Cloudera and Hortonworks rival MapR, which has always rejected HDFS, doesn't agree that Hadoop's high-availability problem has been solved. According to Jack Norris, MapR's VP of marketing, HDFS federation techniques introduced to support high availability in Apache Hadoop 2.3 are prone to data loss and limit scalability in the largest Hadoop deployments.
MapR pitches its distribution of Hadoop as a high-performance alternative, replacing HDFS with a derivative of the Unix-based network file system (NFS) that's highly scalable and includes high-availability features. Proof that HDFS Namenode outages are a thing of the past would take away one of MapR's selling points. Cloudera customer Opower, which offers Hadoop-powered comparative smart meter reporting for millions of utility customers, believes CDH4 (which it has yet to deploy) will solve more than the NameNode problem, according to Drew Hylbert, Opower's systems engineer.
"The NameNode [high-availability] is nice, so that's one less concern for the cluster, but for us, the biggest improvement is HBase replication support," Hylbert told InformationWeek, noting yet another high-availability enhancement.
Opower chose Cloudera over MapR last year in large part because it offered "superior experience and support" for HBase, according to Hylbert. "We're doing large amounts of high-frequency MapReduce jobs and we're writing directly into HBase, and Cloudera's HBase support and knowledge of the database seemed more impressive than MapR's," Hylbert said.
Cloudera Enterprise 4.0, the latest release of the vendor's systems-management software, is touted as a comprehensive differentiator. The upgrade reportedly eases deployment and management with a three-step high-availability configuration workflow that guides setup of the NameNode. Multi-Cluster Management lets administrators us a single instance of Cloudera Manager to control multiple clusters, and it's backwards compatible to the CDH3 distribution. The management software also has new heat map visualizations that help administrators quickly identify problem nodes within large clusters so they can take action.
Looking toward integration with mainstream systems-management tools, the vendor also has introduced a Cloudera Manager API. For now it can be used for custom integration work, but the vendor expects to introduce certified integrations with popular data center software such as IBM Tivoli, HP OpenView, and other systems.
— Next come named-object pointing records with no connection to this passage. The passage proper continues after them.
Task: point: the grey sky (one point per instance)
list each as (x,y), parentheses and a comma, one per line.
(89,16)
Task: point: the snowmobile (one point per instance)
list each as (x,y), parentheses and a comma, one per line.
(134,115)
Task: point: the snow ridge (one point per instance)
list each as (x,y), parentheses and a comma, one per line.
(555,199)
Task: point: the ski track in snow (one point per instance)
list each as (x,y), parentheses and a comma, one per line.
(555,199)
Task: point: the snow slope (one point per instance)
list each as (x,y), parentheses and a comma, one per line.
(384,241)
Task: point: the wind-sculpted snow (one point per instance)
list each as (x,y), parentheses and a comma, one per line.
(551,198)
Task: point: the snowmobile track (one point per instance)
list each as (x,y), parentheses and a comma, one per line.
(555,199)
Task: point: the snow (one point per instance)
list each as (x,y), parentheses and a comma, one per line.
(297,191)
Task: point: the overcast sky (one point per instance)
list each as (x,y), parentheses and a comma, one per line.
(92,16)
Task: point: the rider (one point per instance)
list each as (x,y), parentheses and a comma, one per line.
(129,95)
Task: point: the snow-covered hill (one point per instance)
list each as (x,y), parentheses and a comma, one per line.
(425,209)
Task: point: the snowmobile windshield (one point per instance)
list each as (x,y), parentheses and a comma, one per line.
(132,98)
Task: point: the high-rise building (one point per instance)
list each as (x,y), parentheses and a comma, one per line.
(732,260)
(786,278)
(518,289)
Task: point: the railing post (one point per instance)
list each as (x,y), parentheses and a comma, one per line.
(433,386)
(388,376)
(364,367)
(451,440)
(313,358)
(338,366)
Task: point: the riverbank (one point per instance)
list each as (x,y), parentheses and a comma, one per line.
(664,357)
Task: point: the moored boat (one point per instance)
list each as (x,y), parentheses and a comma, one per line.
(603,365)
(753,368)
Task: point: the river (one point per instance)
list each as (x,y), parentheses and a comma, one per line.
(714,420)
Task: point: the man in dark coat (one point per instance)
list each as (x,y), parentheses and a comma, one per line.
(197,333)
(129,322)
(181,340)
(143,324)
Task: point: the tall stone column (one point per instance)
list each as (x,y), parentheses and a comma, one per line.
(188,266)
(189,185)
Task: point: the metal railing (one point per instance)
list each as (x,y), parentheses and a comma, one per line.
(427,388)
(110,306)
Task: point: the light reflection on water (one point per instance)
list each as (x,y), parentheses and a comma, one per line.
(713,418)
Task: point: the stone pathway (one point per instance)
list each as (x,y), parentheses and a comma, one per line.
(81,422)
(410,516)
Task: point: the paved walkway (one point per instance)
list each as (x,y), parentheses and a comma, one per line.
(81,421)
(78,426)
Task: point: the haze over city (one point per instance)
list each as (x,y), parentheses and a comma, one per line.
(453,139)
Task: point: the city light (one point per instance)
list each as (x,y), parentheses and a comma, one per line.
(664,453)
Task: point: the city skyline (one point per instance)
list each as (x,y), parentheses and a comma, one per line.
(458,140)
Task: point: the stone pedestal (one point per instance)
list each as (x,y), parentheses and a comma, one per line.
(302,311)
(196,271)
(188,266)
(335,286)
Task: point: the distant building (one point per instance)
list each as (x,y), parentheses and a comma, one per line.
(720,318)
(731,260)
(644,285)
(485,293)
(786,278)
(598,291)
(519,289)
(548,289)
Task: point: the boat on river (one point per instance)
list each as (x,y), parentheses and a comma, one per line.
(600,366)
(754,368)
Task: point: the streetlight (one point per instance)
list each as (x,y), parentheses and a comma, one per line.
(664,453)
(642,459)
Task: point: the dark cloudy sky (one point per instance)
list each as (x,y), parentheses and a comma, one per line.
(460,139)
For Cloudera customers, the management software lets the vendor's support engineers quickly check the health and performance of a customer's total Hadoop deployment landscape.
There are no authoritative stats on just how many Hadoop deployments are out there running on Cloudera's free software distribution. As for paid support, the company last official report noted a base of somewhere north of 100 customers. In short, the company's brand awareness now far exceeds its actual scale.
But with more enterprise-oriented features and more certified integrations with software partners (with Oracle being one of the company's most significant recent partnerships), it will be hard to dethrone Cloudera as leader of the fast-growing Hadoop market.